Era a harpa soturna, surda, sem cordas, como as que ficam ao acaso, para ali a um canto no leilão dos tempos, sem que uma vibração ambiente as faça gemer, sem que um vento dormente as faça cantar. Vida já de vacilações e de ânsias baixinho, de certos nirvanismos curiosos e mudos — alma sem impulso, sem hora, sem desejo, apenas vácuo e vácuo infernalmente circulado de símbolos desesperadores. Sentimentos anônimos, sem consolo, mas de profunda significação genésica, e que o mundo vãmente arrasta nos seus turbilhões medonhos, no seu pó secular, no tumulto das suas venenosas seduções. Tipo que vaga, tipo que ondeia, tipo que gira sem órbitas definidas, ao acaso dos Desígnios, confundidos, amalgamado no supremo Comum, mas Existente original no fundo abismal do seu ser.
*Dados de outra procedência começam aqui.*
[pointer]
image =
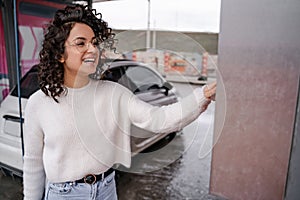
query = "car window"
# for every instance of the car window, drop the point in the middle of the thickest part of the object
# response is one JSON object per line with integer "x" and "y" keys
{"x": 29, "y": 84}
{"x": 141, "y": 76}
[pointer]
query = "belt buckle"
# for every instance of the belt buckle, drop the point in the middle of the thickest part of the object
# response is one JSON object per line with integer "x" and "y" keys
{"x": 90, "y": 179}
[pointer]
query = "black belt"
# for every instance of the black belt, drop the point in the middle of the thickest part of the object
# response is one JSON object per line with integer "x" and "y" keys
{"x": 93, "y": 178}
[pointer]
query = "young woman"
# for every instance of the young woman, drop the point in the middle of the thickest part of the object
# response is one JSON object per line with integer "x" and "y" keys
{"x": 76, "y": 128}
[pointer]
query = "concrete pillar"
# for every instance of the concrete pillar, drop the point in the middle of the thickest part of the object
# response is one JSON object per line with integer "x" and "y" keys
{"x": 259, "y": 61}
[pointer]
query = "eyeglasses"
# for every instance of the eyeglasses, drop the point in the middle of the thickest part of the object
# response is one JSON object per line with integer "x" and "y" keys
{"x": 82, "y": 45}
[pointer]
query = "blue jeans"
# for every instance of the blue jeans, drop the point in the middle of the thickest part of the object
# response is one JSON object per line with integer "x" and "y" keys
{"x": 101, "y": 190}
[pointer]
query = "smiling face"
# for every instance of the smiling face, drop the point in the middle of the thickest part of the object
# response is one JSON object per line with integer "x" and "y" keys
{"x": 81, "y": 55}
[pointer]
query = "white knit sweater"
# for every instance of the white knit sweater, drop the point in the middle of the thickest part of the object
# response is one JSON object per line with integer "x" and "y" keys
{"x": 89, "y": 130}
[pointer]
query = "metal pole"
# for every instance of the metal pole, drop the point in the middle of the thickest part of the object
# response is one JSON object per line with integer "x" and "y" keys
{"x": 18, "y": 69}
{"x": 148, "y": 27}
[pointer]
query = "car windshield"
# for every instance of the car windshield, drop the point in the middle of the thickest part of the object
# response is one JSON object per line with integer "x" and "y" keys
{"x": 140, "y": 76}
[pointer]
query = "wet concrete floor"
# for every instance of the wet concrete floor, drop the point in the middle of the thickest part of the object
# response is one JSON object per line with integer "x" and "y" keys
{"x": 179, "y": 170}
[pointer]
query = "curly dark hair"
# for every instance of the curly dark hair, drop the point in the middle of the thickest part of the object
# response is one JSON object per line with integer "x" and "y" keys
{"x": 51, "y": 70}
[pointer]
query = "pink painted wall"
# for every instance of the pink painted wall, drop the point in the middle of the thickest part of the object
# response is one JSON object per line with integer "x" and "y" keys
{"x": 259, "y": 65}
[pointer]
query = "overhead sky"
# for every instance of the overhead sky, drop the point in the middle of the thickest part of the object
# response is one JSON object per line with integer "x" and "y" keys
{"x": 176, "y": 15}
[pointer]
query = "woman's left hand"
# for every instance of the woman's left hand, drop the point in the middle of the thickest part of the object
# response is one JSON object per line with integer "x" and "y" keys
{"x": 210, "y": 91}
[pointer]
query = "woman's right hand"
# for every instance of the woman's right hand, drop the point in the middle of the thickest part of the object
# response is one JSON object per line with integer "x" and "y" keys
{"x": 210, "y": 91}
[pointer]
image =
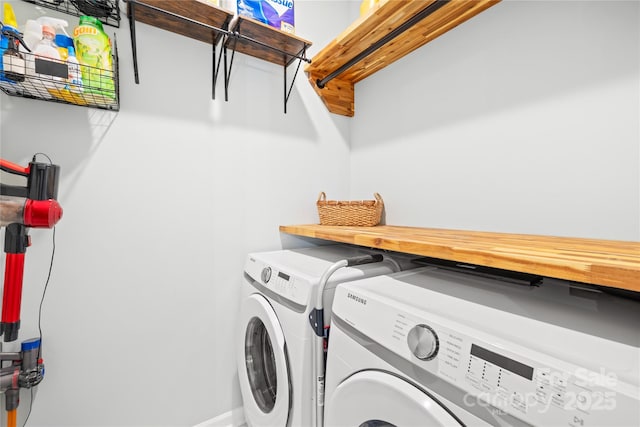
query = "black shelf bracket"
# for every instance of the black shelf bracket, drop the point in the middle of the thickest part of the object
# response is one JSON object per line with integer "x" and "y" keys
{"x": 132, "y": 29}
{"x": 287, "y": 93}
{"x": 229, "y": 37}
{"x": 321, "y": 83}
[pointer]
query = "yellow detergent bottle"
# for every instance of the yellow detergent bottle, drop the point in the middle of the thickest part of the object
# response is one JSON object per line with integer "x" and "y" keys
{"x": 93, "y": 51}
{"x": 12, "y": 63}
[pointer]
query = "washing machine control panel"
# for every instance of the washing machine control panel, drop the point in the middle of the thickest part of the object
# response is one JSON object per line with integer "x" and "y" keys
{"x": 290, "y": 288}
{"x": 423, "y": 342}
{"x": 499, "y": 376}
Para os que sofrem a Dor do Infinito e mergulham nas profundas, longas e complexas galerias dos subterrâneos das almas, na claridade saudosa dos olhos de Antônia parecia haver a transfiguração de uma cegueira singular da alma, que andava, como as fugidias, capciosas mãos sem visão de um cego, tateando por penumbras de bruma.

Naquela ignorada alucinação da vida, que círculos, quantas correntes tão opostas se cruzariam!

E a efêmera velhinha, sempre obscura, verdadeira nebulosa de gemidos, despertava curiosidades histéricas, emotivas, como os signos assinaladores do arco de aliança — todas as cores, todo o cromatismo esquisito do sofrimento de um ser que vive isolado na ermida da alma, sobre os penhascos, os ásperos outeiros do mundo.

Alma apoiada ao bordão da velhice, tiritando e se arrastando sob as lâminas cruas das espadas glaciais da Desolação, caminhando sem tréguas por entre ruas soturnas e confusas, ao longo de imensos muros, vestidos de limo, sob o soluçante e lacrimoso brumar eterno de uma chuva fina, muito lenta, triste, monotonamente triste...

Eu a via, naquela paz lutuosa dos anos, nas ingênuas manifestações da su'alma como se ela andasse, sob as provações terrestres, a purificar-se por crisóis imortalizadores, além pelos sete céus cristalinos e astrais.